Over the past 15 years, it has become increasingly apparent that, to achieve homeostasis, the immune system interacts and communicates through soluble signals with other major systems of the body, such as the nervous and the endocrine systems. Through the finely tuned modulation of the neuroendocrine system, the organism can cope with stress and similarly, through the finely tuned modulation of the immune system, pathogens are eliminated without injury to the host. Excessive activation of the neuroendocrine system leads to stress-related disorders including affective disorders, and excessive activation of the immune system can lead to autoimmune diseases, allergies, hypersensitivity, and anaphylaxis. In contrast, hypoactivation or suppression of the neuroendocrine stress-response can lead to fatigue and certain mood disorders, and hypoactivation of the immune system can promote infectious diseases and neoplasia.

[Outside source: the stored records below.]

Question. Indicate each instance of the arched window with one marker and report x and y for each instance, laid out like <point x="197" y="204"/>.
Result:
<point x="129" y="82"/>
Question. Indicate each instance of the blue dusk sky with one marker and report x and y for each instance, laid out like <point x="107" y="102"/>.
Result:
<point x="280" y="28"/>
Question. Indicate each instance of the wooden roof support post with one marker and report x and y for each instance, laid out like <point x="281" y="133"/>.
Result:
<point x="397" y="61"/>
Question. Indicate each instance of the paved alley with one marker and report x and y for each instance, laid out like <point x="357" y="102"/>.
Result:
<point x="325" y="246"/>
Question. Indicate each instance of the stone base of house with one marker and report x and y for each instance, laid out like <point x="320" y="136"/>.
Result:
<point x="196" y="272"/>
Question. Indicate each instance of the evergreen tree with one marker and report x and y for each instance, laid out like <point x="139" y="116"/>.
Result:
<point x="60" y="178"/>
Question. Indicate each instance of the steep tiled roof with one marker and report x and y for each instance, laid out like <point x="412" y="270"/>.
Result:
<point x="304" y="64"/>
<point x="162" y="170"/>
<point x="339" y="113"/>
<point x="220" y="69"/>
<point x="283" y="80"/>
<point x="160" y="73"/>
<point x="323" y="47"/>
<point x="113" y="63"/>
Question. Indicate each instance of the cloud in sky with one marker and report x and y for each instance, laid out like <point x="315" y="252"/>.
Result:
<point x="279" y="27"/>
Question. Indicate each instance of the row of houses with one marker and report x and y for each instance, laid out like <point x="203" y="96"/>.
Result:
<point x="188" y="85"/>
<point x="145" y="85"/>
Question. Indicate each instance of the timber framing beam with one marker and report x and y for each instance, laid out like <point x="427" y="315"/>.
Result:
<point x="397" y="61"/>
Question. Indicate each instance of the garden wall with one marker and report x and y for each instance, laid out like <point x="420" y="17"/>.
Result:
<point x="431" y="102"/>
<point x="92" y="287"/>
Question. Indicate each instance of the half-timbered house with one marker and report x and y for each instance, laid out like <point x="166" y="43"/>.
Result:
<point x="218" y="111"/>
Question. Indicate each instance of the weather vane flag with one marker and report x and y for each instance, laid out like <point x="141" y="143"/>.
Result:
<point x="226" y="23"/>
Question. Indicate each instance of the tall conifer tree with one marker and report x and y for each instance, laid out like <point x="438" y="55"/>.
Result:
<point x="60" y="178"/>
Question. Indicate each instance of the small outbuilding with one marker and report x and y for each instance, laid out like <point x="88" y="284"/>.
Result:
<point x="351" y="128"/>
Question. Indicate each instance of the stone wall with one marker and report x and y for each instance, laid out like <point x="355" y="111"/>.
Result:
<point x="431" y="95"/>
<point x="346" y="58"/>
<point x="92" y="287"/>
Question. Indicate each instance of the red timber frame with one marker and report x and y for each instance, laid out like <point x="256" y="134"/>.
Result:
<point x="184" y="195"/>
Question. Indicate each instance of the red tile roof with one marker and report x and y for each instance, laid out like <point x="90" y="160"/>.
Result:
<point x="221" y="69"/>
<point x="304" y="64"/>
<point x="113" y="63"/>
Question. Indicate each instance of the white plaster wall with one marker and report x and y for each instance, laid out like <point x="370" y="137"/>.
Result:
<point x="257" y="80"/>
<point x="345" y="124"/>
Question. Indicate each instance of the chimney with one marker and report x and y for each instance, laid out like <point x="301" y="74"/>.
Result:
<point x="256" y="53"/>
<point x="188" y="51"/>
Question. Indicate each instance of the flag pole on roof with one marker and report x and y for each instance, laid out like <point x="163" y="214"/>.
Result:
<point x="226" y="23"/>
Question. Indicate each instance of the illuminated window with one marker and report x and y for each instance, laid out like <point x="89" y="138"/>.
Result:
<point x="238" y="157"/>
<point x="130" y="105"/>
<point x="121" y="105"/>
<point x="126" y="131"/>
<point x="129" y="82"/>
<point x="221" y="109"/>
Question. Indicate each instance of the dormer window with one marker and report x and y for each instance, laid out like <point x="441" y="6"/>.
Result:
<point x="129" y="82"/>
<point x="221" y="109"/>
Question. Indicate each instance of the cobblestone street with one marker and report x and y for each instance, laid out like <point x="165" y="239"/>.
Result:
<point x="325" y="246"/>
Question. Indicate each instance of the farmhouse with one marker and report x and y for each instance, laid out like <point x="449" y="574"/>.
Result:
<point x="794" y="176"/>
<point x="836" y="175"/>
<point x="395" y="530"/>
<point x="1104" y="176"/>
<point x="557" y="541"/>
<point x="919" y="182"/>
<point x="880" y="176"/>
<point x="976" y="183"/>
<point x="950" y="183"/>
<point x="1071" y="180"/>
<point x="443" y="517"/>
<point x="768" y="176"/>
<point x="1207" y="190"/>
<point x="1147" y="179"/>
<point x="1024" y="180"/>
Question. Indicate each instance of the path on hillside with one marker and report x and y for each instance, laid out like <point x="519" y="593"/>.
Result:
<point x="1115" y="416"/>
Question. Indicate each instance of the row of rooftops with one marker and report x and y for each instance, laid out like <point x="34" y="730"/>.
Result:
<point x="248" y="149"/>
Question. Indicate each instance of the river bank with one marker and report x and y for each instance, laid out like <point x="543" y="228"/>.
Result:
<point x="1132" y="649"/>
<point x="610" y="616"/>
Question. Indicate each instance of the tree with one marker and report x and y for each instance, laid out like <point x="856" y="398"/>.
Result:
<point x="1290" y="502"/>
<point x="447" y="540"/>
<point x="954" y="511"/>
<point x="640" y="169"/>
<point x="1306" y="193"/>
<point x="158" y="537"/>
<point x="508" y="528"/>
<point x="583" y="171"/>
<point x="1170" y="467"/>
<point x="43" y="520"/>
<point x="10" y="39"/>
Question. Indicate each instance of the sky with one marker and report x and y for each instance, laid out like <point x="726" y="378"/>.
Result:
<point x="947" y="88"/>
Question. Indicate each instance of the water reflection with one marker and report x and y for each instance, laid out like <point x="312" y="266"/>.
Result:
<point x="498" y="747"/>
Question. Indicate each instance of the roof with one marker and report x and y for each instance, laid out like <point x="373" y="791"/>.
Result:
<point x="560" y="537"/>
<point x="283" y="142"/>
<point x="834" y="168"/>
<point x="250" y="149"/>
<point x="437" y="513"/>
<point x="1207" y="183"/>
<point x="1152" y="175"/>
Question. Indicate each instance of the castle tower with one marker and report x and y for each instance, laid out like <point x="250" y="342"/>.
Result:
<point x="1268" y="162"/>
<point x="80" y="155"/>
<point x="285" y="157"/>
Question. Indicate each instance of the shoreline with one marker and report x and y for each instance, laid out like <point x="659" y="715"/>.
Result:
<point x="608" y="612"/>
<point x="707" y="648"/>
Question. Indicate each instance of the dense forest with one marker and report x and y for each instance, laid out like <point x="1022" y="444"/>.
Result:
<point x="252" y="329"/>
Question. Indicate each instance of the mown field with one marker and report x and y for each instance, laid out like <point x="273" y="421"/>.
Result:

A number of autoimmune illnesses have a female prevalence. The question arises whether there is a common biological etiology in these illnesses since mood disorders known to be precipitated or worsened by stress, such as depression, rapid cycling bipolar disorder and certain types of anxiety disorders, have much higher prevalence among women. The most frequently examined biological parameter, resting plasma cortisol levels, shows a biphasic distribution in affective disorders: hypercortisolemia in melancholic depression and hypocortisolemia in atypic depression. In contrast, hypocortisolemia is frequently found in autoimmune illnesses, and the most common treatment for these illnesses is pharmacological doses of glucocorticoids used as immunosuppressants.